= Self-directed IRA =

Form of retirement plan

A self-directed individual retirement arrangement (SDIRA) in the United States is a descriptive term that describes an individual retirement arrangement (IRA) which allows alternative investments for retirement savings. All IRA types (traditional, Roth, SEP and SIMPLE) can be self-directed. Some examples of these alternative investments are real estate, private mortgages, private company stock, oil and gas limited partnerships, precious metals, digital assets, horses and livestock, and intellectual property. The increased investment options available in self-directed IRAs prompted the SEC to issue a public notice in 2011 due an increased risk of fraud in alternative assets.

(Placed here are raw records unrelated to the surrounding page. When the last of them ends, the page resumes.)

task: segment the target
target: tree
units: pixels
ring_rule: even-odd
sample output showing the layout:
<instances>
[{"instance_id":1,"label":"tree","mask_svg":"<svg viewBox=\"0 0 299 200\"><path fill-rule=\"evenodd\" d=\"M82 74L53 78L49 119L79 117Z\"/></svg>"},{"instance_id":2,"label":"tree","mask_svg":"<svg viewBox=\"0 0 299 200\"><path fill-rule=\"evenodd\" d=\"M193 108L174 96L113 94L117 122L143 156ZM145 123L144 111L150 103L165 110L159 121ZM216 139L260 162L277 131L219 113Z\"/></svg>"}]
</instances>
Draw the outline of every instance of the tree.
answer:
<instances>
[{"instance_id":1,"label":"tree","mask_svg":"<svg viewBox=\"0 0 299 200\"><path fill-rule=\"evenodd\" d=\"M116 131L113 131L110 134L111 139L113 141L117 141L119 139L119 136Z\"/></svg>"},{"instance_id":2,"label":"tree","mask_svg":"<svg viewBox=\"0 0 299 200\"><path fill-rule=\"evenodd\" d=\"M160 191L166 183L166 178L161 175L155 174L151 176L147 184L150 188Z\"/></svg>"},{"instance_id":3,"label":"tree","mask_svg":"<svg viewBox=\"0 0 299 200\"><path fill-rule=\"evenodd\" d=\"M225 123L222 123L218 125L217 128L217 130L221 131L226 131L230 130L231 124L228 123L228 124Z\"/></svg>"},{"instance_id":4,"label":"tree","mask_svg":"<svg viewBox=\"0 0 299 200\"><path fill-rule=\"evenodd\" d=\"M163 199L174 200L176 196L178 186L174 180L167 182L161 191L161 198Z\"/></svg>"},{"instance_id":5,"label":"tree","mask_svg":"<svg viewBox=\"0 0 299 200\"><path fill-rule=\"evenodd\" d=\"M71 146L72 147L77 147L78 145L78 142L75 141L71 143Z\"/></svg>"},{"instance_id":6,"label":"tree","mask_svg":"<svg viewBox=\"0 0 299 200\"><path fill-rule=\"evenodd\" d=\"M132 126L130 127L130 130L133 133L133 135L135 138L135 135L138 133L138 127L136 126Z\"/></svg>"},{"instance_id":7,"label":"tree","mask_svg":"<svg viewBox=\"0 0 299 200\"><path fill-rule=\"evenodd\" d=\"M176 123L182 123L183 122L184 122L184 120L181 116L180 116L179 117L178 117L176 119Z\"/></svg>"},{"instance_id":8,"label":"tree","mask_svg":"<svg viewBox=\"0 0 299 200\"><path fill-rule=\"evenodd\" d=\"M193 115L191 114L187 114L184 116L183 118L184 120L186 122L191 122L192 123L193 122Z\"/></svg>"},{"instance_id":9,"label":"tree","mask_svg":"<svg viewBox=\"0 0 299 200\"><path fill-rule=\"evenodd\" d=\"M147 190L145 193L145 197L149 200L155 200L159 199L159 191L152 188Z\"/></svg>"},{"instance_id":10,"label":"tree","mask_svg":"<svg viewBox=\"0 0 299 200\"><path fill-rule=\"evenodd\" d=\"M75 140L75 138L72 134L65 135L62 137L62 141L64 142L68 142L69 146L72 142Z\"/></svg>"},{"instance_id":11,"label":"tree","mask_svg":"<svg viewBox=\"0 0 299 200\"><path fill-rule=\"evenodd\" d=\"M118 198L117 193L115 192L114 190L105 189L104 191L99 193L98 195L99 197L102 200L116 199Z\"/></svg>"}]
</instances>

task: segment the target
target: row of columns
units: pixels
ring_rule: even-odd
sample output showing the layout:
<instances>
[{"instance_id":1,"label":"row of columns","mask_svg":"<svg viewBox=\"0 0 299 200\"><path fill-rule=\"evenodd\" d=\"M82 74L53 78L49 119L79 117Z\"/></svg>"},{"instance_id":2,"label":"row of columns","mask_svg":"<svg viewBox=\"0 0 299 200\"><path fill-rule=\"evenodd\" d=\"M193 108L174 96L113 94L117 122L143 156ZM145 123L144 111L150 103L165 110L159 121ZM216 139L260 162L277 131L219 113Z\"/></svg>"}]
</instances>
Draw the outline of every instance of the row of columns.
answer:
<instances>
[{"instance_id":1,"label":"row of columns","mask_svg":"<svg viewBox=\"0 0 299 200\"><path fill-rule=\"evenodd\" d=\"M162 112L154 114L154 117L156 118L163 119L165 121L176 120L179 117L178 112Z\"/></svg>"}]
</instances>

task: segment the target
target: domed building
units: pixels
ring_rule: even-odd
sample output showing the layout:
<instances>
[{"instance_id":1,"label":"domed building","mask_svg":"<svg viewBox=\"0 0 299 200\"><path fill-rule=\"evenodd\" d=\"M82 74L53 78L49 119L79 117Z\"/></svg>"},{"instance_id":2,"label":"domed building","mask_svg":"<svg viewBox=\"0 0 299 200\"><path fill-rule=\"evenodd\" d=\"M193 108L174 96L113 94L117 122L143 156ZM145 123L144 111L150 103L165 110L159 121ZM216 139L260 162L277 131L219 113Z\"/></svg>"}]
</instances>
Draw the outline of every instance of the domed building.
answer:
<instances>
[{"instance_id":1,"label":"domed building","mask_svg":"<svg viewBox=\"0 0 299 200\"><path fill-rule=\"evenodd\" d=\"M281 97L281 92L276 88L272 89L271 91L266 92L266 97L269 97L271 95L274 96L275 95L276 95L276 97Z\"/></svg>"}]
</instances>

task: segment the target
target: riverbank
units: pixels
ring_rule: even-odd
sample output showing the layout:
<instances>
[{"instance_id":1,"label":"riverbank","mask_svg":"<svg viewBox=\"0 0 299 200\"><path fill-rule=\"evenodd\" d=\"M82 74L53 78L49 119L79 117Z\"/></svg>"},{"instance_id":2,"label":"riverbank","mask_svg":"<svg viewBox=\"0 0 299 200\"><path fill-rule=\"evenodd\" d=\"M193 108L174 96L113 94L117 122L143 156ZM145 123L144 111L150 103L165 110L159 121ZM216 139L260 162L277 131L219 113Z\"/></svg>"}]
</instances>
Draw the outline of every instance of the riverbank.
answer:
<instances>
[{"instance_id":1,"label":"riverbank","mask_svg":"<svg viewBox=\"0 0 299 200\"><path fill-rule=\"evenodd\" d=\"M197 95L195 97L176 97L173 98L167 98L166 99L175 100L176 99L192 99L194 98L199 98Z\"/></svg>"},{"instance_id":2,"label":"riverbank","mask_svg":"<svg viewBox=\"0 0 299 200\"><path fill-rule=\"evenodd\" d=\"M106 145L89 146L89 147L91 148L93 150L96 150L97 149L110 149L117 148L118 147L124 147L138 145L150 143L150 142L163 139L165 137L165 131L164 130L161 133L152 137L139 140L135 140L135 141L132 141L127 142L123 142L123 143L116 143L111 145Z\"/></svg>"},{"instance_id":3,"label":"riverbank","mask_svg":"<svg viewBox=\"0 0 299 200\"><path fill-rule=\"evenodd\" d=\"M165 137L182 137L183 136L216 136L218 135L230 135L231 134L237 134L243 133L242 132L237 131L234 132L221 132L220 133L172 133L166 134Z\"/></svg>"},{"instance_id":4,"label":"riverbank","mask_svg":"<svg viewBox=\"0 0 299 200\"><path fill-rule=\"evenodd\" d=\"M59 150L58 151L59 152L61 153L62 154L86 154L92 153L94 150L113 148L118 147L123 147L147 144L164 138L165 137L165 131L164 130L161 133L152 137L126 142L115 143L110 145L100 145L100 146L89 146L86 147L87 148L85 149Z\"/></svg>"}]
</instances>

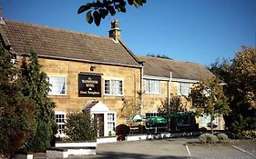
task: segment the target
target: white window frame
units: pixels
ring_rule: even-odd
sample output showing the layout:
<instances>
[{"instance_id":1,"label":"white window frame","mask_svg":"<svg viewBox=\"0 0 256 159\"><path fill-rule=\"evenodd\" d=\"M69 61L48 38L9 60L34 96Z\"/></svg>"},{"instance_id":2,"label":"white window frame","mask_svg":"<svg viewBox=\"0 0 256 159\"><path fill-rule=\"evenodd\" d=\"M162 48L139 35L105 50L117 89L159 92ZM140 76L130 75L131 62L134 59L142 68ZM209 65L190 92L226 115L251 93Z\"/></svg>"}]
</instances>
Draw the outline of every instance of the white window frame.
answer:
<instances>
[{"instance_id":1,"label":"white window frame","mask_svg":"<svg viewBox=\"0 0 256 159\"><path fill-rule=\"evenodd\" d=\"M185 85L187 87L185 87ZM179 82L178 95L188 96L190 93L190 84L187 82Z\"/></svg>"},{"instance_id":2,"label":"white window frame","mask_svg":"<svg viewBox=\"0 0 256 159\"><path fill-rule=\"evenodd\" d=\"M56 115L63 115L63 119L61 117L56 117ZM55 121L57 124L57 134L65 135L64 129L66 124L66 117L67 113L61 111L55 111Z\"/></svg>"},{"instance_id":3,"label":"white window frame","mask_svg":"<svg viewBox=\"0 0 256 159\"><path fill-rule=\"evenodd\" d=\"M202 123L203 120L206 121L206 123ZM215 117L215 119L212 121L212 123L216 125L219 125L219 117ZM210 123L210 115L206 115L206 114L203 114L203 116L201 116L200 118L200 126L201 127L208 127L209 125L207 124Z\"/></svg>"},{"instance_id":4,"label":"white window frame","mask_svg":"<svg viewBox=\"0 0 256 159\"><path fill-rule=\"evenodd\" d=\"M116 114L115 113L108 113L108 132L116 131Z\"/></svg>"},{"instance_id":5,"label":"white window frame","mask_svg":"<svg viewBox=\"0 0 256 159\"><path fill-rule=\"evenodd\" d=\"M106 81L109 81L109 94L106 93ZM118 81L118 82L122 82L122 91L121 91L121 94L115 94L113 93L113 83L114 81ZM118 87L119 89L119 87ZM118 91L119 93L119 91ZM124 80L122 79L104 79L104 95L112 95L112 96L124 96Z\"/></svg>"},{"instance_id":6,"label":"white window frame","mask_svg":"<svg viewBox=\"0 0 256 159\"><path fill-rule=\"evenodd\" d=\"M146 79L146 94L160 94L161 81Z\"/></svg>"},{"instance_id":7,"label":"white window frame","mask_svg":"<svg viewBox=\"0 0 256 159\"><path fill-rule=\"evenodd\" d=\"M186 121L186 123L188 122L188 124L184 124L185 121ZM178 126L189 126L189 115L186 115L184 117L178 117L177 125Z\"/></svg>"},{"instance_id":8,"label":"white window frame","mask_svg":"<svg viewBox=\"0 0 256 159\"><path fill-rule=\"evenodd\" d=\"M64 75L47 75L48 76L48 81L49 81L49 84L51 84L51 86L50 86L50 91L49 91L49 95L67 95L67 76L64 76ZM65 86L65 93L63 94L63 93L61 93L63 90L63 88L61 88L61 92L59 92L59 93L56 93L56 92L52 92L52 90L53 90L53 87L54 86L56 86L56 85L54 85L54 84L53 83L51 83L51 80L50 80L50 78L51 77L55 77L55 78L64 78L65 79L65 81L64 81L64 86ZM59 85L59 86L61 86L61 85ZM62 85L63 86L63 85Z\"/></svg>"}]
</instances>

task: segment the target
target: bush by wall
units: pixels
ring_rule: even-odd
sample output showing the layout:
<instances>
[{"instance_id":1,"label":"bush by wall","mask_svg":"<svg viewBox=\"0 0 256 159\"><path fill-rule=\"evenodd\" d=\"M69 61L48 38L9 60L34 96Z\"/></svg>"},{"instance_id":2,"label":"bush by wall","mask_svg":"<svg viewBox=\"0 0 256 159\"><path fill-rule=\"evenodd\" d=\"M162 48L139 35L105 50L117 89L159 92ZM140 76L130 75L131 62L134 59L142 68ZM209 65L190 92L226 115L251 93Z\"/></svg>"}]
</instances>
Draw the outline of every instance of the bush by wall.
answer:
<instances>
[{"instance_id":1,"label":"bush by wall","mask_svg":"<svg viewBox=\"0 0 256 159\"><path fill-rule=\"evenodd\" d=\"M228 143L228 141L229 141L228 135L223 133L218 134L217 137L218 137L220 143Z\"/></svg>"},{"instance_id":2,"label":"bush by wall","mask_svg":"<svg viewBox=\"0 0 256 159\"><path fill-rule=\"evenodd\" d=\"M211 134L203 134L200 135L199 140L203 144L216 144L219 141L218 137Z\"/></svg>"},{"instance_id":3,"label":"bush by wall","mask_svg":"<svg viewBox=\"0 0 256 159\"><path fill-rule=\"evenodd\" d=\"M72 141L96 140L97 124L89 114L70 114L67 116L65 133Z\"/></svg>"},{"instance_id":4,"label":"bush by wall","mask_svg":"<svg viewBox=\"0 0 256 159\"><path fill-rule=\"evenodd\" d=\"M241 137L246 139L256 140L256 130L242 131Z\"/></svg>"}]
</instances>

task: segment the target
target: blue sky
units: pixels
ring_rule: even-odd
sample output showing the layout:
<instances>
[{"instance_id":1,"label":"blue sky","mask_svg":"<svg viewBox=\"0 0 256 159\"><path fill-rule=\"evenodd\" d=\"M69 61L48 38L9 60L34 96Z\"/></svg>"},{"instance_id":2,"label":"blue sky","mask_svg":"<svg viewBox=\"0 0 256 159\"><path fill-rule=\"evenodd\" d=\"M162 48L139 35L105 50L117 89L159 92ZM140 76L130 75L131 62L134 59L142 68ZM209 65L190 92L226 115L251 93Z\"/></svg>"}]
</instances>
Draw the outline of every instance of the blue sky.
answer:
<instances>
[{"instance_id":1,"label":"blue sky","mask_svg":"<svg viewBox=\"0 0 256 159\"><path fill-rule=\"evenodd\" d=\"M4 17L72 31L108 35L118 19L121 38L138 55L161 54L210 65L233 58L241 45L256 45L256 0L148 0L138 9L88 25L77 8L90 0L0 0Z\"/></svg>"}]
</instances>

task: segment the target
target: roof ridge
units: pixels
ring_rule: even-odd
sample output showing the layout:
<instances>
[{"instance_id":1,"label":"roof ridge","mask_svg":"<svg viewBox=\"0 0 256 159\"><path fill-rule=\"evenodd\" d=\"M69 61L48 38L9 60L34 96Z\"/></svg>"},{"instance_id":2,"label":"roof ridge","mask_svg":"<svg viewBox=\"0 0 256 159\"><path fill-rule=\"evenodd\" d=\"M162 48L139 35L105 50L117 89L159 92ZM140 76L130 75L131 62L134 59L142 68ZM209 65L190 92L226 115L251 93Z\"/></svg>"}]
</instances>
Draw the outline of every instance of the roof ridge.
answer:
<instances>
[{"instance_id":1,"label":"roof ridge","mask_svg":"<svg viewBox=\"0 0 256 159\"><path fill-rule=\"evenodd\" d=\"M148 55L138 55L138 57L146 57L146 58L154 58L158 60L165 60L165 61L170 61L174 63L187 63L187 64L192 64L192 65L202 65L201 64L195 63L195 62L189 62L189 61L182 61L182 60L174 60L174 59L169 59L169 58L161 58L161 57L153 57L153 56L148 56Z\"/></svg>"},{"instance_id":2,"label":"roof ridge","mask_svg":"<svg viewBox=\"0 0 256 159\"><path fill-rule=\"evenodd\" d=\"M88 33L82 33L82 32L73 31L73 30L68 30L68 29L61 29L61 28L57 28L57 27L55 27L55 26L43 25L38 25L38 24L30 24L30 23L26 23L26 22L18 22L18 21L14 21L14 20L9 20L9 19L4 19L4 21L5 22L16 23L16 24L28 25L31 25L31 26L37 26L37 27L42 27L42 28L53 29L53 30L56 30L56 31L63 31L63 32L71 33L71 34L88 35L88 36L92 36L92 37L101 37L101 38L107 38L107 39L113 39L113 38L108 37L108 36L92 35L92 34L88 34Z\"/></svg>"}]
</instances>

Internal Revenue Service (IRS) regulations require that a qualified trustee or custodian hold IRA assets on behalf of the IRA owner. The trustee/custodian provides custody of the assets, processes all transactions, maintains other records pertaining to them, files required IRS reports, issues client statements, helps clients understand the rules and regulations pertaining to certain prohibited transactions, and performs other administrative duties on behalf of the self-directed IRA owner.

The account owner of all IRAs chooses among the investment options allowed by the IRA custodian. In addition to Internal Revenue Code (IRC) restrictions, IRA custodians are allowed to restrict the types of assets they will offer to their IRA owners. For most IRAs offered by banks and brokerage houses, these investment options are predominately publicly-traded securities including company shares, bonds, and mutual funds, but with a self-directed IRA at a custodian that handles alternative assets, the term "self-directed" refers to offering a broader range of investments, namely alternatives, that the IRS allows in IRAs.

==Permitted investments==
The Internal Revenue Code does not describe what a self-directed IRA can invest in, only what it cannot invest in. Internal Revenue Code Sections 408 and 4975 prohibit disqualified persons from engaging in certain types of transactions. Some of the investment options permitted under the regulations include real estate, company shares, mortgages, franchises, partnerships, certain qualified precious metals, private equity, and tax liens. While the type of investment allowed in an IRA is broadly defined, the SEC has issued an investor alert explaining why using this type of IRA might present increased risk of fraud.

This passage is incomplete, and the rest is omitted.